CHARLESTON, W.Va. — Resolutions that could lower property tax on manufacturing machinery and automobiles debuted today in the state Senate, but Democrats are already vocal with their skepticism.
The view of the minority party is particularly important in this instance because passing the resolutions would require a two-thirds majority vote. The Senate has 14 Democrats and 20 Republicans, so three Democrats would be needed for passage.
Property taxes are specified in the state Constitution, and changing them would require a vote of the citizens of West Virginia.
Democrats who rose and spoke about the property tax resolutions said there would need to be a concrete plan to make up the money to county governments and local school boards, not just general promises of growth.
Republicans countered that the details can be worked out in committee and that West Virginia needs to reduce the property tax on equipment for manufacturers as an economic generator.
The Republican majority has been talking since prior to the session’s start about reducing or eliminating the property tax on manufacturing equipment, an issue that has come up repeatedly over the years.
That would come at a cost of about $100 million a year, an amount that could be phased out over time.
Today that resolution made its debut, generating debate from the moment of inception.
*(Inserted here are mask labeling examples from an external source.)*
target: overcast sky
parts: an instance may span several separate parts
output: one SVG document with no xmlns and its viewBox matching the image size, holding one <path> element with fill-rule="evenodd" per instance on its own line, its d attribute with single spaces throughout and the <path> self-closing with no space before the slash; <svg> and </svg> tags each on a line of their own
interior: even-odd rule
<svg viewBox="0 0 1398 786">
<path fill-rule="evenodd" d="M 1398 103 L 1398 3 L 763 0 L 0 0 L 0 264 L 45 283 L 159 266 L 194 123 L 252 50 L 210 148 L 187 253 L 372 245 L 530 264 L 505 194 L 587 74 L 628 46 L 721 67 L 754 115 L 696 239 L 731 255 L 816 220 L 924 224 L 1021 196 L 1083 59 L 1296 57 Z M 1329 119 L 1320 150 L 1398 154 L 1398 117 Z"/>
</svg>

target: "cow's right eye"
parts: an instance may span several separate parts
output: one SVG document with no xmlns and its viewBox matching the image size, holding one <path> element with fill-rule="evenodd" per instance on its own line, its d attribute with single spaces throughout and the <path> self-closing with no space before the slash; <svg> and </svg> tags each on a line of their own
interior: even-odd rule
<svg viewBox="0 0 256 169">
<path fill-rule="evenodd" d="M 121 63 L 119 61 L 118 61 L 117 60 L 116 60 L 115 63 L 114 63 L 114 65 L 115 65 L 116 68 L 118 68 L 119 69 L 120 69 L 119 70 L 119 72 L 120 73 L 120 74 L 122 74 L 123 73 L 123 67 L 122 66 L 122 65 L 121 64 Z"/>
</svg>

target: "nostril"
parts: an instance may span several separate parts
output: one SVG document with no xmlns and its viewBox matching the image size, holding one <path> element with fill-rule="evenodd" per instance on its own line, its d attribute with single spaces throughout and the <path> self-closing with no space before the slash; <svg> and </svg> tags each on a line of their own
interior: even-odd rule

It has been assigned to both the Senate Judiciary and Senate Finance committees, and it was unclear when it would be taken up.
That resolution was accompanied by a companion that would authorize the Legislature to lower or eliminate personal property taxes on motor vehicles.
Senate Minority Whip Corey Palumbo, D-Kanawha, in an interview after the floor session, said Democrats could be persuaded to get on board with property tax cuts but they need to hear a more specific plan to make counties whole
“I think there’s certainly a handful of Democrats who would be open to the idea of getting rid of the business inventory tax,” Palumbo said. “I think that what’s unclear at this point is how exactly we’re going to do it.
“So the question is, if there’s a way that can be done to get rid of the tax and keep the counties whole then I think there could be some support for it. But if it’s a little bit unclear how that’s going to work then I think people are going to be less comfortable with it.”
The property tax issue prompted senator after senator to rise and speak at midday Tuesday.
Senator Mike Romano, D-Harrison, described his time as a Harrison County commissioner. He is concerned about financial effects on counties, volunteer fire departments and senior centers.
“There should be a fiscal note attached to this,” Romano said. “We should be able to make a decision based on the facts, not hyperbole”
Senate Finance Chairman Craig Blair, R-Berkeley, rose and said the details can be worked out during the committee process.
“That means every member of this body will have access and participation during that process and the ability to amend and work through,” said Blair, who is a sponsor of the resolution aiming at property taxes on vehicles.
“Me being the lead sponsor of one of those, I have every intention of making sure this entire body participates on the process.”
Blair contended that cutting the property tax on manufacturing equipment would lead to greater investment. Manufacturing growth is necessary to make up for low ebbs in the energy markets that have traditionally driven West Virginia’s economy, he said.
“These resolutions we’re talking about here are a heavy lift, but it’s a lift that must be done,” Blair said.
Senator Paul Hardesty, D-Logan, characterized the property taxes as “regressive and problematic.”
But Hardesty, a former Logan County school board member, said the revenue is necessary for local governments.
“If you want our help on this side of the aisle, don’t come to me with a growth story – that we’re going to make up this money by growth. Because in southern West Virginia that does not resonate,” Hardesty said.
“Come to me with something we can all work together on and move forward on. I’m all for manufacturing but don’t come to me and say ‘We’ll make up for it with growth.’”
Senator Eric Tarr, R-Putnam, agreed with Blair that the change to the tax code is necessary to diversify West Virginia’s economy. He said West Virginia can no longer count on coal to pay the revenue load.
“If our GDP goes down, the gross domestic product, those services of government are not available,” Tarr said.
“This is an effort to try to get it to where our revenue is so strong in West Virginia that we’re able to go back in and provide those services.”